Jugé trop parisien par nombre de ses détracteurs, François Truffaut s’offre le luxe de tourner en Provence avec pour l’essentiel des comédiens locaux et anonymes. Animateur du jeu de massacre perpétré par les mistons, « François Truffaut a su les surprendre. Leurs yeux, leurs bavardages semblent avoir été saisis par ruse. Rarement un film parlé par des enfants a sonné aussi juste », salue Michèle Manceaux. Jacques Siclier emboîte le pas de sa consœur de L’Exress, qualifiant « tous les gamins nîmois [de] merveilleux de fraicheur et de spontanéité ». Si Gérard Blain n’est pas un inconnu des spectateurs des salles obscures (son premier rôle d’envergure dans Voici venu le temps des assassins en 1955), c’est bien une première pour la jeune Bernadette Laffont. Nîmoise de naissance, madame Gérard Blain dans le civil, elle campe une jeune ingénue, belle, sensuelle et fantasmée. Pour Jacques Siclier, ces deux interprètes donnent à voir « des personnages modernes qui nous consolent, heureusement, des Tricheurs », un film Marcel Carné sorti un an plus tôt et sévèrement critiqué.

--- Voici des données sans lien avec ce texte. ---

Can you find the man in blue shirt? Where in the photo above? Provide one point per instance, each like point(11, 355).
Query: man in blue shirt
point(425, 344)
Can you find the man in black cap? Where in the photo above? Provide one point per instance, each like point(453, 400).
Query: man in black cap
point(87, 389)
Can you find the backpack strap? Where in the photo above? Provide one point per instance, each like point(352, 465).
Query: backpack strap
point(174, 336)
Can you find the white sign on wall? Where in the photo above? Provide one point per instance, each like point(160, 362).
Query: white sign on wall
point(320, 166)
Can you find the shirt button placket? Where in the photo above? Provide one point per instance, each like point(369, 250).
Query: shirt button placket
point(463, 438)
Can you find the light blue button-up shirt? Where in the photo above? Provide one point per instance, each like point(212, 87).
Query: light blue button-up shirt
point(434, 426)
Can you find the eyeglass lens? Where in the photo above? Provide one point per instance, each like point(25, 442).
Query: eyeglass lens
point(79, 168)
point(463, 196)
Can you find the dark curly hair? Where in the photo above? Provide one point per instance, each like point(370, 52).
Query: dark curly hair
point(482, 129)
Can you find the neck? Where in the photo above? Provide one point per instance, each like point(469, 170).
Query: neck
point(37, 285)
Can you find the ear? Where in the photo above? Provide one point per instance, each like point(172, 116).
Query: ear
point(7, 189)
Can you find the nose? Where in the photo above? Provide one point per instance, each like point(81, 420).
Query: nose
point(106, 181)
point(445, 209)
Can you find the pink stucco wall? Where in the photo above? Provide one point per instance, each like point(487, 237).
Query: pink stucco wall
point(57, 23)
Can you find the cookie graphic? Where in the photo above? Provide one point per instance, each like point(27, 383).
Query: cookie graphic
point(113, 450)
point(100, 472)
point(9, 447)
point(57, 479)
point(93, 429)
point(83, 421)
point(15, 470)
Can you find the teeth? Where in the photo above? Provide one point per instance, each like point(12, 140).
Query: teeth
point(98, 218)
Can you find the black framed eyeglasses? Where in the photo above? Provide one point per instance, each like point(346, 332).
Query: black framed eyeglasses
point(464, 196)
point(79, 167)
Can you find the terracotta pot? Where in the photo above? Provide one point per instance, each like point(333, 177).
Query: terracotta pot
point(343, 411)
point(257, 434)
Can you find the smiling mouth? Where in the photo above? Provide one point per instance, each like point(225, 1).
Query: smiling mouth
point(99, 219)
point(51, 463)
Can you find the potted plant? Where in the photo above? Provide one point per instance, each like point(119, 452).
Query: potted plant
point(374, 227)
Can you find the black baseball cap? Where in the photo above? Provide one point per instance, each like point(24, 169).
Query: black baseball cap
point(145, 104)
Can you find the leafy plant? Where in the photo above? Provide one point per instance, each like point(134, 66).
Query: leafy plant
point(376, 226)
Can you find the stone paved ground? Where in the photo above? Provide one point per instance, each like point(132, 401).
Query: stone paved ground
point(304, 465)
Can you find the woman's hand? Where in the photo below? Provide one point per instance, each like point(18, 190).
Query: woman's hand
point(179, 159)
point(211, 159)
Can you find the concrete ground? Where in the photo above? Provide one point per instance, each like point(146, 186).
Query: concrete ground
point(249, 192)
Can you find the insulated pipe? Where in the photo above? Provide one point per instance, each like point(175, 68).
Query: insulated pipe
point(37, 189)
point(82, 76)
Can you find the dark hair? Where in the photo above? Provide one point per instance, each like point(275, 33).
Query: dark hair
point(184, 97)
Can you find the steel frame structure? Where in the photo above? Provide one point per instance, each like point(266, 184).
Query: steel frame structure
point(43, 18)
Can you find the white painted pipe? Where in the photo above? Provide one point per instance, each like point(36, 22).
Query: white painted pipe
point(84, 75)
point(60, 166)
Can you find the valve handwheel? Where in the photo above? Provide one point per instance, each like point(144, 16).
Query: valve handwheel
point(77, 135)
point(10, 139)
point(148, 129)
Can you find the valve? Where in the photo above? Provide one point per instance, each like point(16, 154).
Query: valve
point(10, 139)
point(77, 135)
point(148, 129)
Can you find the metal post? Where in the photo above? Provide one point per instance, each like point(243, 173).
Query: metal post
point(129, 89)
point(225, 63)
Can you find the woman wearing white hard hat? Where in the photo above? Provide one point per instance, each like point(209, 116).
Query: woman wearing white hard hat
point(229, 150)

« L’éveil de l’amour est le plus rebattu des sujets de cinéma, le moins fructueux aussi : je ne connais guère que Les Dernières vacances, de Roger Leenhardt, pour avoir traité le sujet sans le trahir et sans verser dans la facilité ou la vulgarité. Et aujourd’hui Les Mistons : de la tendresse à la cruauté et de la cruauté à la mélancolie, Truffaut a parcouru avec un mélange d’humour et d’émotion, de romanesque et de réalisme, les chemins de cœur des écoliers et des amoureux » (France-Observateur). Adaptateur pour l’écran de ce drame du quotidien, François Truffaut « a choisi de nous conter en demi-teintes comment les premiers émois d’une puberté à peine esquissée peuvent inciter une bande de garnements pas méchants ni bons (…) à troubler les amours d’une jeune fille dont la beauté les émeut, et d’un solide gars, plus moniteur de gymnastique que poète », résume Combat. « Mais, souligne Jacques Audiberti, clôturant l’ouvrage par l’aveu d’une intention cinématographique intrinsèque dépassant l’histoire racontée, les profils démesurés de Bernadette et de Gérard (…) s’avancent lentement l’un vers l’autre avec le tremblement particulier aux divinités mythologiques, mus par des prêtres mécaniciens. L’étrange chapeau pot de la charnue donzelle exprime inoubliablement un monde d’accents subtils », s’émerveille le journaliste d’Arts. De ce film sur l’amour, de la complicité naissante à la séparation forcément dramatique, « Truffaut en a fait un poème lyrique où ne manquent point, en hommage fervent, les citations de Vigo et, surtout, de Jean Renoir. Je dis citations ; le style est bien trop personnel pour que l’on parle d’influences », conclue Jacques Siclier dans les colonnes de Radio-Cinéma-Télévision.

Court par la durée (18 min) et modeste par les moyens mis en œuvre, Les Mistons est prometteur. Ainsi, pour Jacques Audiberti, « la matière physique de ce chef-d’œuvre feint d’être celle des longs métrages honnêtement narratifs. Mais son style profond s’adresse aux amateurs professionnels, si je puis dire, aux durs du clan, aux jurés frémissants à qui le septième art donne du film à retordre plutôt qu’un loisir enchanté». À la vue de ce « petit film étonnant, aussi important dans l’histoire du court métrage français que Le Rideau cramoisi ou Nuit et Brouillard, [dont le] cadre étroit de l’entreprise et la médiocrité des moyens matériels ne l’ont pas empêché de révéler une personnalité exceptionnelle », France-Observateur annonce la naissance d’un cinéaste à suivre. Et Jacques Siclier de se réjouir « de ce que le public puisse enfin juger sur pièces d’un essai cinématographique qui, contrairement à ce qu’on aurait pu croire, n’est pas du tout un ouvrage de critique mais bel et bien celui d’un vrai cinéaste en puissance. »


David Duez est chargé de production documentaire à la Cinémathèque française.